The teaching is meant to help people find their way into life giving vocations, and to guide us into interior freedom. It’s not meant to be a catalogue of bad things that we should avoid primarily because we are afraid of going to hell. I think that chastity is a virtue that everyone should cultivate according to their state in life, not because otherwise you will be tortured forever by God, but rather because it is just plain good for the person and for society. Like all virtues, it is part of the way that we grow in our moral and spiritual life. The Law, like the Sabbath, is for humanity – not visa versa. Genuine growth in chastity, like in any other virtue, depends to a large degree on one’s relationship with God, on the action of grace working within the soul, and it happens according to the timetable of the Holy Spirit.

But let’s face it. There are several dozen different virtues that we are all called to cultivate, and I know for a fact that I am good at some of them, and desperately bad at others, and that there are seasons in my life where I make progress, and seasons when I suck. And that sometimes the times when I suck the most are secretly the times when God is doing His most important work on my soul. I am, indeed, no one to judge.

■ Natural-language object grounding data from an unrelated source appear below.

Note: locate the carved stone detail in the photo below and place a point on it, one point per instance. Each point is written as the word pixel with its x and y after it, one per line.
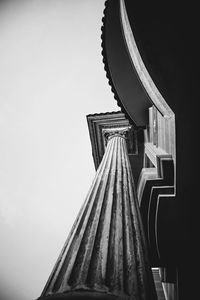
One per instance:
pixel 105 254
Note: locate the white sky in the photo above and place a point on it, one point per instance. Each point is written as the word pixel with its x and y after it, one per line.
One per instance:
pixel 51 77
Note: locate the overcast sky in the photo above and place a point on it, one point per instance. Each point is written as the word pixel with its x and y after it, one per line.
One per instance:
pixel 51 77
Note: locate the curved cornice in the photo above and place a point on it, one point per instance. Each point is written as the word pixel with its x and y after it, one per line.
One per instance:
pixel 106 68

My job is simply to love people, to practice virtues like compassion, understanding, humility, patience, forebearance, kindness, repentance, perseverence, courage, authenticity, and yes, also chastity, to the best of my own ability. Doing this has nothing to do with a need to control other people, to obsess over the state of the culture or the state of anyone else’s soul. In so far as I am distracted by these things, it is a distraction from my own growth in my relationship to God, and I become a stumbling block to the people that I condemn.

I do not do good when I allow my own fears, anger or pride interfere with God’s work in a person’s heart. In the words of Mychal Judge, the gay Catholic priest who lost his life serving as a chaplain during the attacks on 9/11, I pray, “Lord, take me where you want me to go, let me meet who you want me to meet, tell me what you want me to say, and keep me out of your way.”